Why must a comma expression used as an array size be enclosed in parentheses if part of an array declarator?


I just noticed that int arr2[(777, 100)] is a legal array declarator, while int arr1[777, 100] is not.

A more verbose example for compiling would be this

#include <stdio.h>

void f(int i) {
    printf("side effect %d\n", i);
}

int main(void) {
    // int arr1[777, 100]; // illegal, it seems
    int arr2[(777, 100)];
    int arr3[(f(777), 100)];

    arr2[10, 20] = 30;
    arr3[f(40), 50] = 60;

    return 0;
}

which compiles fine with GCC (but for some reason not with MSVC).

Also note crucially how the above code illustrates how comma expressions are fine in a non-declarator context.

The reason (for why parentheses are needed in array declarators) appears to be that in the C standard the array size in square brackets is an assignment-expression but not an expression (C17 draft, 6.7.6.2 ¶3 and A.2.1); the latter is the syntactic level for comma operators (C17 draft, A.2.1 (6.5.17)):

expression:
assignment-expression
expression , assignment-expression

If one expands assignment-expression, one ultimately gets to the level of primary-expression (C17 draft, A.2.1 (6.5.1)):

primary-expression:
identifier
constant
string-literal
( expression )
generic-selection

If the standard says so, that's the way it is, but: Is there a syntactic necessity? Perhaps there is a reason based in language design considerations. The C standard lists the following 4 forms of array declarators (C17 draft, 6.7.6.2 ¶3):

D [ type-qualifier-listopt assignment-expressionopt ]
D [ type-qualifier-listopt assignment-expression ]
D [ type-qualifier-list static assignment-expression ]
D [ type-qualifier-listopt ]

  • One potential reason I can see is to keep this syntax simple, with the 3rd line (with static) in mind.
  • Another potential reason might be to prevent people from writing int arr[m, n] when they really mean int arr[m][n].

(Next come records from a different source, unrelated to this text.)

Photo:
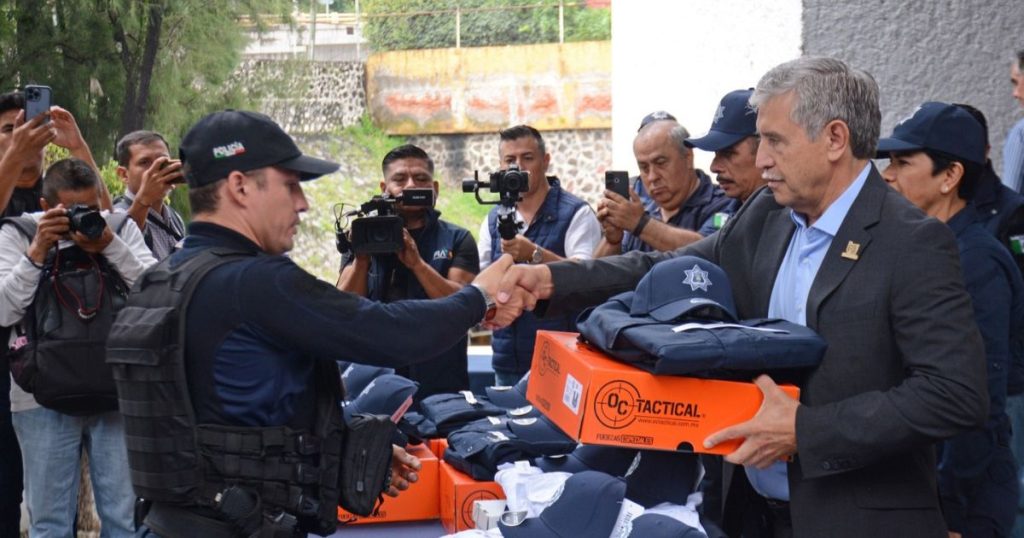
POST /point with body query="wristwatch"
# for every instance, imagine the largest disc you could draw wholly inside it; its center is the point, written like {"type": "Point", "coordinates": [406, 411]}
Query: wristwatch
{"type": "Point", "coordinates": [488, 301]}
{"type": "Point", "coordinates": [538, 255]}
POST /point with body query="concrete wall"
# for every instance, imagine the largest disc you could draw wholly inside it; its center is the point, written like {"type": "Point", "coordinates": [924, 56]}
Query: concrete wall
{"type": "Point", "coordinates": [307, 97]}
{"type": "Point", "coordinates": [579, 158]}
{"type": "Point", "coordinates": [949, 50]}
{"type": "Point", "coordinates": [482, 89]}
{"type": "Point", "coordinates": [683, 55]}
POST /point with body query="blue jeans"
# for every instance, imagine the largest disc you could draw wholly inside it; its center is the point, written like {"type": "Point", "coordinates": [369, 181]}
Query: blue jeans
{"type": "Point", "coordinates": [51, 447]}
{"type": "Point", "coordinates": [10, 463]}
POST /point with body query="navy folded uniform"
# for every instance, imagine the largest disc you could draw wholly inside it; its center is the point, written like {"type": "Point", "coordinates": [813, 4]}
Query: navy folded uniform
{"type": "Point", "coordinates": [588, 505]}
{"type": "Point", "coordinates": [707, 348]}
{"type": "Point", "coordinates": [510, 397]}
{"type": "Point", "coordinates": [479, 448]}
{"type": "Point", "coordinates": [643, 327]}
{"type": "Point", "coordinates": [610, 460]}
{"type": "Point", "coordinates": [450, 412]}
{"type": "Point", "coordinates": [663, 477]}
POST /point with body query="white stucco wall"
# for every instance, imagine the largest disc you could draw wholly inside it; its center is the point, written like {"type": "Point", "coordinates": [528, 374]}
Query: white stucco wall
{"type": "Point", "coordinates": [918, 50]}
{"type": "Point", "coordinates": [682, 55]}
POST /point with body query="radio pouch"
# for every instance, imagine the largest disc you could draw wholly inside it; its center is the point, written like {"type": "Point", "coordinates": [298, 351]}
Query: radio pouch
{"type": "Point", "coordinates": [366, 463]}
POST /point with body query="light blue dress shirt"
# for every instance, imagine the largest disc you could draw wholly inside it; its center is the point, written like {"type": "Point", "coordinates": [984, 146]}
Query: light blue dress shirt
{"type": "Point", "coordinates": [1013, 158]}
{"type": "Point", "coordinates": [788, 298]}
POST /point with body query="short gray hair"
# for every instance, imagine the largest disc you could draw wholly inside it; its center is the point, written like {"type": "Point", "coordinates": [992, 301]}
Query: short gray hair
{"type": "Point", "coordinates": [827, 89]}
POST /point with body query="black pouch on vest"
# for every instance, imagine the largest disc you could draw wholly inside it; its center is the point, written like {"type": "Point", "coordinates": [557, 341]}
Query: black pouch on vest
{"type": "Point", "coordinates": [366, 462]}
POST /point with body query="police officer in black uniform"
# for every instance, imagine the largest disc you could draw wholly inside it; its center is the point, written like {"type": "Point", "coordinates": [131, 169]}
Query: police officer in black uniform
{"type": "Point", "coordinates": [225, 355]}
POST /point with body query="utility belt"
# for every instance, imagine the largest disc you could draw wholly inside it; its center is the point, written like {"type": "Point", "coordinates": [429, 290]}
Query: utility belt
{"type": "Point", "coordinates": [238, 515]}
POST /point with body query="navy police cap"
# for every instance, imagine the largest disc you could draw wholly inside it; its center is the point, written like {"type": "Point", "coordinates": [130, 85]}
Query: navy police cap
{"type": "Point", "coordinates": [388, 395]}
{"type": "Point", "coordinates": [659, 526]}
{"type": "Point", "coordinates": [734, 120]}
{"type": "Point", "coordinates": [589, 505]}
{"type": "Point", "coordinates": [681, 285]}
{"type": "Point", "coordinates": [941, 127]}
{"type": "Point", "coordinates": [229, 140]}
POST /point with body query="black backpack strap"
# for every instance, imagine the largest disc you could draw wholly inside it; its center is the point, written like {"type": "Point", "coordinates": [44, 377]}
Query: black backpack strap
{"type": "Point", "coordinates": [122, 203]}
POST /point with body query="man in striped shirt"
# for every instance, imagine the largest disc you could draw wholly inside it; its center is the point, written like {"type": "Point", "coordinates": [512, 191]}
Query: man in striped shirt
{"type": "Point", "coordinates": [1013, 151]}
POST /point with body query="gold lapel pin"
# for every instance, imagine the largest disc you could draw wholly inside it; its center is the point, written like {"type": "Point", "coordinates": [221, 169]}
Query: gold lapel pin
{"type": "Point", "coordinates": [851, 251]}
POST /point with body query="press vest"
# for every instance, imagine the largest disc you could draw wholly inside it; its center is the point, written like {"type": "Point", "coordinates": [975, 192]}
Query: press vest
{"type": "Point", "coordinates": [436, 244]}
{"type": "Point", "coordinates": [177, 461]}
{"type": "Point", "coordinates": [513, 346]}
{"type": "Point", "coordinates": [58, 356]}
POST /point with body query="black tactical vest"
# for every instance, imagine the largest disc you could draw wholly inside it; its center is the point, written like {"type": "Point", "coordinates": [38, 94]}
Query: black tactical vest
{"type": "Point", "coordinates": [176, 461]}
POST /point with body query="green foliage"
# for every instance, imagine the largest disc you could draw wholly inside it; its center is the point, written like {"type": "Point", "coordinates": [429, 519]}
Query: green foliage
{"type": "Point", "coordinates": [92, 52]}
{"type": "Point", "coordinates": [400, 25]}
{"type": "Point", "coordinates": [367, 143]}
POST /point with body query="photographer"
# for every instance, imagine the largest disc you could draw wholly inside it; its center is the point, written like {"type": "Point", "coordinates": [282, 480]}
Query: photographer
{"type": "Point", "coordinates": [22, 146]}
{"type": "Point", "coordinates": [438, 258]}
{"type": "Point", "coordinates": [226, 353]}
{"type": "Point", "coordinates": [40, 283]}
{"type": "Point", "coordinates": [150, 174]}
{"type": "Point", "coordinates": [554, 225]}
{"type": "Point", "coordinates": [682, 198]}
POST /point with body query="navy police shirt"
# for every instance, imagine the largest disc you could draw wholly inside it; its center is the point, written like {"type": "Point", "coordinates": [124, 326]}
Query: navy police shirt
{"type": "Point", "coordinates": [256, 326]}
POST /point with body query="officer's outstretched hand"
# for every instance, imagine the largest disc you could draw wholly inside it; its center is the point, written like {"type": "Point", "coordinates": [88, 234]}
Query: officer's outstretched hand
{"type": "Point", "coordinates": [770, 436]}
{"type": "Point", "coordinates": [403, 467]}
{"type": "Point", "coordinates": [510, 304]}
{"type": "Point", "coordinates": [51, 226]}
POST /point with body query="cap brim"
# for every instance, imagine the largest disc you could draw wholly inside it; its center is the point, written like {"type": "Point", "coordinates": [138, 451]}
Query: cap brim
{"type": "Point", "coordinates": [309, 167]}
{"type": "Point", "coordinates": [887, 146]}
{"type": "Point", "coordinates": [506, 399]}
{"type": "Point", "coordinates": [716, 140]}
{"type": "Point", "coordinates": [530, 528]}
{"type": "Point", "coordinates": [671, 311]}
{"type": "Point", "coordinates": [564, 463]}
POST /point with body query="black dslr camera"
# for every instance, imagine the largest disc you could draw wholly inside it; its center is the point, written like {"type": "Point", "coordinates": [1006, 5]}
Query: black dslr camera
{"type": "Point", "coordinates": [377, 229]}
{"type": "Point", "coordinates": [85, 219]}
{"type": "Point", "coordinates": [509, 184]}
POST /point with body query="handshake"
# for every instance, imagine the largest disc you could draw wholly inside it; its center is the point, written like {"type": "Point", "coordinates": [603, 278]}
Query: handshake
{"type": "Point", "coordinates": [514, 287]}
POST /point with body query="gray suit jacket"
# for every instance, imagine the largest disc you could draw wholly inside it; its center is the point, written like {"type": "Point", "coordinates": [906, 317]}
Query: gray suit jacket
{"type": "Point", "coordinates": [904, 366]}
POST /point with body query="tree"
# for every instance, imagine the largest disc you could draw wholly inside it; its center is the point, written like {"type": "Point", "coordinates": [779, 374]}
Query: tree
{"type": "Point", "coordinates": [399, 25]}
{"type": "Point", "coordinates": [125, 65]}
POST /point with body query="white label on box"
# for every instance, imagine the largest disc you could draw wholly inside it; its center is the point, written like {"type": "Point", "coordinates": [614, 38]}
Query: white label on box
{"type": "Point", "coordinates": [572, 394]}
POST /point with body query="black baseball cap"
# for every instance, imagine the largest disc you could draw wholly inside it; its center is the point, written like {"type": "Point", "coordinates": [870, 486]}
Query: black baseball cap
{"type": "Point", "coordinates": [243, 140]}
{"type": "Point", "coordinates": [940, 127]}
{"type": "Point", "coordinates": [734, 120]}
{"type": "Point", "coordinates": [653, 117]}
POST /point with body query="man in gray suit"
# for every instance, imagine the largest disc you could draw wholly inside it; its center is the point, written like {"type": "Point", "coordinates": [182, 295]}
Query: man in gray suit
{"type": "Point", "coordinates": [829, 245]}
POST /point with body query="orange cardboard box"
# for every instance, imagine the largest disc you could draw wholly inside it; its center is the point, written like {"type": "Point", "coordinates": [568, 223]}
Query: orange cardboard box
{"type": "Point", "coordinates": [437, 446]}
{"type": "Point", "coordinates": [600, 401]}
{"type": "Point", "coordinates": [457, 496]}
{"type": "Point", "coordinates": [418, 502]}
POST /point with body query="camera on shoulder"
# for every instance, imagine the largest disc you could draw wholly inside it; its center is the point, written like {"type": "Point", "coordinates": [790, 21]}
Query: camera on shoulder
{"type": "Point", "coordinates": [378, 226]}
{"type": "Point", "coordinates": [509, 185]}
{"type": "Point", "coordinates": [85, 219]}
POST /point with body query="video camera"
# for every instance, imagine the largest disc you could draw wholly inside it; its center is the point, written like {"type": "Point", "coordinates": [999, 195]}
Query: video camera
{"type": "Point", "coordinates": [88, 221]}
{"type": "Point", "coordinates": [510, 184]}
{"type": "Point", "coordinates": [378, 228]}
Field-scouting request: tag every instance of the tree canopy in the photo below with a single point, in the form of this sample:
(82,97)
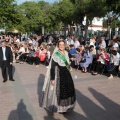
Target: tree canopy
(31,16)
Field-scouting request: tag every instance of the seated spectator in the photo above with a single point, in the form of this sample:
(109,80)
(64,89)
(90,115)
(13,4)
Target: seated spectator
(115,44)
(93,50)
(86,60)
(30,56)
(36,59)
(72,50)
(101,62)
(102,43)
(75,61)
(112,67)
(43,52)
(70,41)
(76,43)
(82,49)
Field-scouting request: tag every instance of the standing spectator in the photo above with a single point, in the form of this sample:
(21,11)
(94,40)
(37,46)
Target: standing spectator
(102,43)
(6,60)
(86,60)
(70,41)
(101,61)
(107,40)
(77,43)
(113,65)
(39,40)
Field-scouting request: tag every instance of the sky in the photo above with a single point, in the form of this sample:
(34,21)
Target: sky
(21,1)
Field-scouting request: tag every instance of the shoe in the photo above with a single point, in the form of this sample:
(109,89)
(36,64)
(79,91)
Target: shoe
(4,81)
(12,80)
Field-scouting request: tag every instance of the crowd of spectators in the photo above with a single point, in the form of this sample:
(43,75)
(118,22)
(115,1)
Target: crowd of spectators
(96,54)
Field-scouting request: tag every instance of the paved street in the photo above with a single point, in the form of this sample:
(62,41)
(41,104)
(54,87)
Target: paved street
(97,97)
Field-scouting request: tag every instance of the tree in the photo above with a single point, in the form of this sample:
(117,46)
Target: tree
(8,13)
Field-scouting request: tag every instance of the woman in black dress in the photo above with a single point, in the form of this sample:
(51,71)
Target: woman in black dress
(59,92)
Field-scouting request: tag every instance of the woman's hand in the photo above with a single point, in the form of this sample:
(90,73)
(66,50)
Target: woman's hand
(53,82)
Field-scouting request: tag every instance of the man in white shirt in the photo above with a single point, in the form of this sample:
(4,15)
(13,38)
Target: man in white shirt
(6,60)
(103,43)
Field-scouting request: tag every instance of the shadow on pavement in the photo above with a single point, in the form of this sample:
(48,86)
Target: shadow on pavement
(108,110)
(21,111)
(39,87)
(112,109)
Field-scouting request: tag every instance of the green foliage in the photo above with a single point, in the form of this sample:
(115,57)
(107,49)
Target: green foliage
(31,16)
(8,13)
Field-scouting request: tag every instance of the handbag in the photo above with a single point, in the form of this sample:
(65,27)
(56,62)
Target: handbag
(83,61)
(42,58)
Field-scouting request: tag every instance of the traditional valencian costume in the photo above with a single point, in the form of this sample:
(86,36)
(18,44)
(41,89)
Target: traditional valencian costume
(60,97)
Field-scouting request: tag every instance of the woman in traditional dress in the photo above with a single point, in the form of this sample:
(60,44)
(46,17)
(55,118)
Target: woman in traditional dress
(58,90)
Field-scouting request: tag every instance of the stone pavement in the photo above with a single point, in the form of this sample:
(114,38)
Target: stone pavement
(97,97)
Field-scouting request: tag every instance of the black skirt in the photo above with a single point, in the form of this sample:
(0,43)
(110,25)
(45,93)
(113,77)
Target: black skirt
(65,87)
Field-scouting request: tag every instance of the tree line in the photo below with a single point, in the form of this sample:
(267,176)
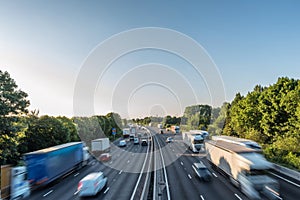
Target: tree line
(268,115)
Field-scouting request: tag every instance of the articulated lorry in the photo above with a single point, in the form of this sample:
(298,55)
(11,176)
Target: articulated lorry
(193,140)
(240,141)
(246,168)
(42,167)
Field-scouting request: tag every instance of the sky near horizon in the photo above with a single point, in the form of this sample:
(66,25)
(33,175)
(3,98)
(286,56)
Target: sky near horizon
(46,46)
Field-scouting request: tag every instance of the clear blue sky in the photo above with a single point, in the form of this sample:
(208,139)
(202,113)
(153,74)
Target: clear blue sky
(43,45)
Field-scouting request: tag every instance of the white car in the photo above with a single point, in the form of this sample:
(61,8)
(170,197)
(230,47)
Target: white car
(122,143)
(91,184)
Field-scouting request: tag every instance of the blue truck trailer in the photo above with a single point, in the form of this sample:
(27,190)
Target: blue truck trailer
(46,165)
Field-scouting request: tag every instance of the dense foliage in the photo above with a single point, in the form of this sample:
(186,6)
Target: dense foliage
(270,116)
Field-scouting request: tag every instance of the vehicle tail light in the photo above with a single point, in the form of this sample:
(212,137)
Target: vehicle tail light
(79,186)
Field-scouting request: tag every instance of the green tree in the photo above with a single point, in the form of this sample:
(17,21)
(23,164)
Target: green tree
(13,103)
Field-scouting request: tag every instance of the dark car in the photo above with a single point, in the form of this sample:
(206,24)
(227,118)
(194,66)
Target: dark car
(202,172)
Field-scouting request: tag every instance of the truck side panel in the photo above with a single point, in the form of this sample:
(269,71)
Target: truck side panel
(224,160)
(46,167)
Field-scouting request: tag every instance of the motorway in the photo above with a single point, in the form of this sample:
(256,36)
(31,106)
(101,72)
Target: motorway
(130,175)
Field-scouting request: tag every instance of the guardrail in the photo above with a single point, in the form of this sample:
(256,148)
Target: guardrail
(288,172)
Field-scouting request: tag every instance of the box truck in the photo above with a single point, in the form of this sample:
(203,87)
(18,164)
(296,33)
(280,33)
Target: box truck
(46,165)
(194,141)
(245,167)
(42,167)
(100,145)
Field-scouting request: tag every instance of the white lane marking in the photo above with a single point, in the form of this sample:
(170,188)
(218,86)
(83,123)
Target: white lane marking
(295,184)
(106,190)
(237,196)
(48,193)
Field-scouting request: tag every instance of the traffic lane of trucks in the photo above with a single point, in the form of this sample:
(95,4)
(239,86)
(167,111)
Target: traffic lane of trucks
(181,169)
(66,188)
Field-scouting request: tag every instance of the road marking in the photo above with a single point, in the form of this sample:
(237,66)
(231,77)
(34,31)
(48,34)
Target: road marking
(237,196)
(106,190)
(295,184)
(48,193)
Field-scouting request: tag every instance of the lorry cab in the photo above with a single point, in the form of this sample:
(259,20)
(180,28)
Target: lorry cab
(91,184)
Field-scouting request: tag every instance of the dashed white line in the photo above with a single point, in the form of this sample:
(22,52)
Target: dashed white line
(48,193)
(295,184)
(106,190)
(237,196)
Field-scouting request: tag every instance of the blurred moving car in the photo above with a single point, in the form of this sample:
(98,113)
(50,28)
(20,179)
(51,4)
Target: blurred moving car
(169,140)
(136,141)
(202,171)
(105,157)
(122,143)
(91,184)
(144,143)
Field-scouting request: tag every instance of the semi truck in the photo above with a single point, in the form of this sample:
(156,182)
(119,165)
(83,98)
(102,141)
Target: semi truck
(126,132)
(194,141)
(175,129)
(46,165)
(99,146)
(240,141)
(245,167)
(42,167)
(14,184)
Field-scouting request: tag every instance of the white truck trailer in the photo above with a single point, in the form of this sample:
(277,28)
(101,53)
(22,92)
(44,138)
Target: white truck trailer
(245,167)
(240,141)
(100,145)
(193,140)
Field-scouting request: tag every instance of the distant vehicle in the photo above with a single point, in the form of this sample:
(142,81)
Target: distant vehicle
(246,168)
(169,140)
(240,141)
(105,157)
(175,129)
(91,184)
(203,133)
(144,142)
(122,143)
(126,132)
(100,145)
(136,141)
(194,141)
(202,172)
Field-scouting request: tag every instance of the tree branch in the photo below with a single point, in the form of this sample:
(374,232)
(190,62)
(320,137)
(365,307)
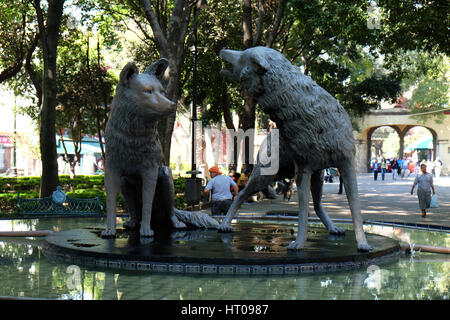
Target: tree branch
(259,24)
(160,38)
(276,24)
(247,23)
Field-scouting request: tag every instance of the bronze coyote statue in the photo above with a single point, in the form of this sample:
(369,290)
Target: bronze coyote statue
(312,123)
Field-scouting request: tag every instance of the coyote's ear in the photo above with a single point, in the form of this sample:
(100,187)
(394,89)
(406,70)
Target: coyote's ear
(158,69)
(261,63)
(128,72)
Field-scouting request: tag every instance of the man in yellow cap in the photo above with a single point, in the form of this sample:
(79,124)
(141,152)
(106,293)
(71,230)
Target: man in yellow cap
(220,187)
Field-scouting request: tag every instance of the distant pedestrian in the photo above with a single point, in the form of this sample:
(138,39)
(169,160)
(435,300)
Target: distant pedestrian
(383,168)
(437,168)
(340,181)
(376,169)
(394,167)
(405,169)
(424,183)
(399,168)
(219,186)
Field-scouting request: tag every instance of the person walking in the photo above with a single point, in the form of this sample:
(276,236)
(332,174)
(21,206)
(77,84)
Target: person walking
(376,169)
(424,183)
(405,169)
(383,168)
(437,168)
(394,167)
(220,186)
(399,168)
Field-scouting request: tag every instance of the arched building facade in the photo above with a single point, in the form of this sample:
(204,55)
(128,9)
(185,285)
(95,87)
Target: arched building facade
(401,121)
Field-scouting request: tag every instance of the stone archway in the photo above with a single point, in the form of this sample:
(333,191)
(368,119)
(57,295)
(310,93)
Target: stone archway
(401,121)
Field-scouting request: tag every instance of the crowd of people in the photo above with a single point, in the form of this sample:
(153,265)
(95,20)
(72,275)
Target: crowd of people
(224,188)
(403,167)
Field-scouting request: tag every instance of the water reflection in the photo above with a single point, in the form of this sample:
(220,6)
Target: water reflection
(25,272)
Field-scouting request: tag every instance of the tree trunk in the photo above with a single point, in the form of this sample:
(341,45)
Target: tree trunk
(49,42)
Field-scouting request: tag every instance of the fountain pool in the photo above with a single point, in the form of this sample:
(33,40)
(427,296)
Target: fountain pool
(26,272)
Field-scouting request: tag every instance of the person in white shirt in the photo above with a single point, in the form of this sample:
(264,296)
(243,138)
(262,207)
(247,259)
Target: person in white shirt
(221,188)
(424,183)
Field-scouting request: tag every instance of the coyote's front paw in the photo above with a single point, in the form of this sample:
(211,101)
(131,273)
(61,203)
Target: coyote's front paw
(108,233)
(225,227)
(177,224)
(364,247)
(296,245)
(145,231)
(131,224)
(336,230)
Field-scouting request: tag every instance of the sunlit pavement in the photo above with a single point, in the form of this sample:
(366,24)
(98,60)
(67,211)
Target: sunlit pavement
(388,200)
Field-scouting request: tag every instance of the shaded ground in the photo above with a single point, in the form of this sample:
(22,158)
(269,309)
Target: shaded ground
(388,200)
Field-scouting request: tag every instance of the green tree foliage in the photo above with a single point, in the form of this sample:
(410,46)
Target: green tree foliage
(86,91)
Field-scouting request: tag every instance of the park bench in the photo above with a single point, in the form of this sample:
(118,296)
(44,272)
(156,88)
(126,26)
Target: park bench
(59,204)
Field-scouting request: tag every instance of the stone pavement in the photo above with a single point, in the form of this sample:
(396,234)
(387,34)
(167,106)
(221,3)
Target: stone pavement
(389,200)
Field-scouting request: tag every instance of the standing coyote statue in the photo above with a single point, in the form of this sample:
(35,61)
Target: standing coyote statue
(313,124)
(258,181)
(134,160)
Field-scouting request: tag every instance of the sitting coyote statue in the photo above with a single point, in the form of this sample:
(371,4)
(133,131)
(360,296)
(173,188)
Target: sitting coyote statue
(134,160)
(313,124)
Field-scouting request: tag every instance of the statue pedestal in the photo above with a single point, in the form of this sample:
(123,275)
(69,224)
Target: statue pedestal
(253,248)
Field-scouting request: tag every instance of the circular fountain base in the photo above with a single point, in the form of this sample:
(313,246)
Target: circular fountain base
(252,248)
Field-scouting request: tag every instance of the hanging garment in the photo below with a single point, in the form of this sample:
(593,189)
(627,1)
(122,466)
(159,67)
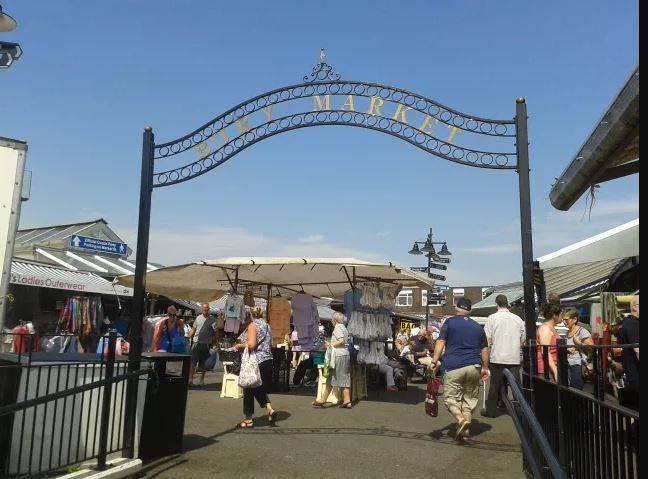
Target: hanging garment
(234,312)
(351,301)
(248,298)
(25,339)
(279,312)
(305,319)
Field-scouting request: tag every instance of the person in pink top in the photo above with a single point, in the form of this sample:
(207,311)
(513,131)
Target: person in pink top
(547,336)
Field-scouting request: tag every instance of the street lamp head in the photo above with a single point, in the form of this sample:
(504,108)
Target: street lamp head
(428,247)
(7,23)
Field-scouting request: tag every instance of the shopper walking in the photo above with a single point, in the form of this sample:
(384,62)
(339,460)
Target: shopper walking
(629,334)
(548,336)
(462,342)
(204,330)
(340,362)
(168,335)
(257,337)
(505,333)
(578,338)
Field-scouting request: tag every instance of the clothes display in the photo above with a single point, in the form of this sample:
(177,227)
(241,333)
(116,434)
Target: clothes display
(234,313)
(368,309)
(306,320)
(81,315)
(279,312)
(25,338)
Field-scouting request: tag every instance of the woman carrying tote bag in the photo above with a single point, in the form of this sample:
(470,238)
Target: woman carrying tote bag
(257,339)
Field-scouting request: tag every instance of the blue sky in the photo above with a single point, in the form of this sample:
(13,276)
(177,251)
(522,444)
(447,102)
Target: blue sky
(94,74)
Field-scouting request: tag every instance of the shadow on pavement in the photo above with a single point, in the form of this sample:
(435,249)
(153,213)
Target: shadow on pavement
(476,428)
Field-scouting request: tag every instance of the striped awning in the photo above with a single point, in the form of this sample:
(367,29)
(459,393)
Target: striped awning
(41,276)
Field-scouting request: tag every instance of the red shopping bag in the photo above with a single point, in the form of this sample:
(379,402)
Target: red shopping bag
(432,397)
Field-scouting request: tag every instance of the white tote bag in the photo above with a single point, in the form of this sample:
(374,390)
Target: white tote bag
(250,376)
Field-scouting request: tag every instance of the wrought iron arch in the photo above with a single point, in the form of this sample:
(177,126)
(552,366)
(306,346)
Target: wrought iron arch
(323,82)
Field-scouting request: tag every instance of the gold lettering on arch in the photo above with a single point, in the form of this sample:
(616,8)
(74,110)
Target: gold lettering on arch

Incidentally, if anyone has comments about why this doesn't compile with MSVC, that would also be appreciated.


Solution

  • As mentioned in the question, avoiding accepting multiple expressions separated by commas avoids potential mistakes by people accustomed to other programming languages that use that syntax for multiple array dimensions.

    Specifying assignment-expression rather than expression in the grammar excludes only the comma operator. Besides the already conjectured reason above, the only effect I can see is on macro use. int a[3, 4] would be parsed as two arguments to a function-like macro1, whereas int a[(3, 4)] would be one. But without some example use case for a macro involving that, I do not see it as the reason.

    Footnote

    1 For example, Foo(int a[3, 4]) would be parsed as invoking Foo with one argument of int a[3 and another of 4].